For Cox, arguably the biggest case of his tenure was Dontay Ivy's death. Ivy died after he was shocked by police tasers back in 2015, right around the time he became acting chief. The officers who shocked Ivy were not charged, but his death set off calls for body cameras nd more transparency within the department.
Ivy's death came in the midst of national unrest over police killings of young black men, and yet, Albany remained mostly calm.
"It's obvious we didn't blow up in Albany with the Ivy, because one of the main reasons was Chief Cox, how he handled things, how he dealt with, how he worked with, how he helped," said Pastor McKinley Johnson, Albany African-American Clergy United for Empowerment.
In the more than year and a half since, Cox oversaw a number of changes to help increase public confidence. This past September, some police officers began wearing body cameras for the first time, testing different vendors. Cox also oversaw the creation of a department-wide body camera policy.
His efforts in community policing eventually earned him recognition nationally and even internationally. In February of last year, a group of nine men and women from the Republic of Georgia visited Albany to learn about their community police initiatives. Cox was still deputy chief at that point.

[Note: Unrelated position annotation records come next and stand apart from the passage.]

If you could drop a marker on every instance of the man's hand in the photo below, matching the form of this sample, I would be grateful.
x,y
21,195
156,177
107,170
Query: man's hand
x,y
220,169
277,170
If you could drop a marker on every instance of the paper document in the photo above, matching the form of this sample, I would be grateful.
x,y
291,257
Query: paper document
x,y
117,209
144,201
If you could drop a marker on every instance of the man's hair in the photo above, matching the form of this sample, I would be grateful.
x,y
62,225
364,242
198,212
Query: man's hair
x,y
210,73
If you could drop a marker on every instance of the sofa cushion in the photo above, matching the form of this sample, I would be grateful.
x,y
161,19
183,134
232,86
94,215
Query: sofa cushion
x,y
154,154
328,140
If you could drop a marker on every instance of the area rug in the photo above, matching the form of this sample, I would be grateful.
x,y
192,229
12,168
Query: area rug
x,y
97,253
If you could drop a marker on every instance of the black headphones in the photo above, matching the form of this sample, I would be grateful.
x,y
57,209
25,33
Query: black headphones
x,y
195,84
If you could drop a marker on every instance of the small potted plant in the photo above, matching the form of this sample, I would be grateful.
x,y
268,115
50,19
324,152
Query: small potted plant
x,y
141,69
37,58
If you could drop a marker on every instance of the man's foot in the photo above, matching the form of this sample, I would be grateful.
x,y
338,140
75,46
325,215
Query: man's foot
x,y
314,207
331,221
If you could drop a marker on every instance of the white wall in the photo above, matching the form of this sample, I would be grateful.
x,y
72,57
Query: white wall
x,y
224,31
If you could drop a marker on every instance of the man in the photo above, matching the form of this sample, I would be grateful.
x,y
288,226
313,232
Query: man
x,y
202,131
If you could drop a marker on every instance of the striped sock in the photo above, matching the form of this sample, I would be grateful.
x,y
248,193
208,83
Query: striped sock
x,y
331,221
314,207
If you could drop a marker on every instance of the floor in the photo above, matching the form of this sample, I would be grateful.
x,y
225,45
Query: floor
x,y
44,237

Speaking from out of town Friday, Albany Common Council president Carolyn McLaughlin said Cox truly cares about his community.
"It was nothing for him to go to a community meeting, and sit there and talk, and hear the concerns of the people," McLaughlin said.
Sources in Albany confirm Cox will take those talents elsewhere AND join his beloved LEAD program at the national level. LEAD would not confirm Cox's hiring Friday, but said in a statement:
"Chief Cox was able to implement reforms that brought Albany communities together... we hope he continues to be a leading voice for law enforcement reform."
You can call Cox a visionary; a communicator; a chief able to bridge the divide between cops and community. Though his career as police chief here will end up being pretty short, Cox's impact will last much longer.
According to sources, Cox will leave the city within the next 30 days.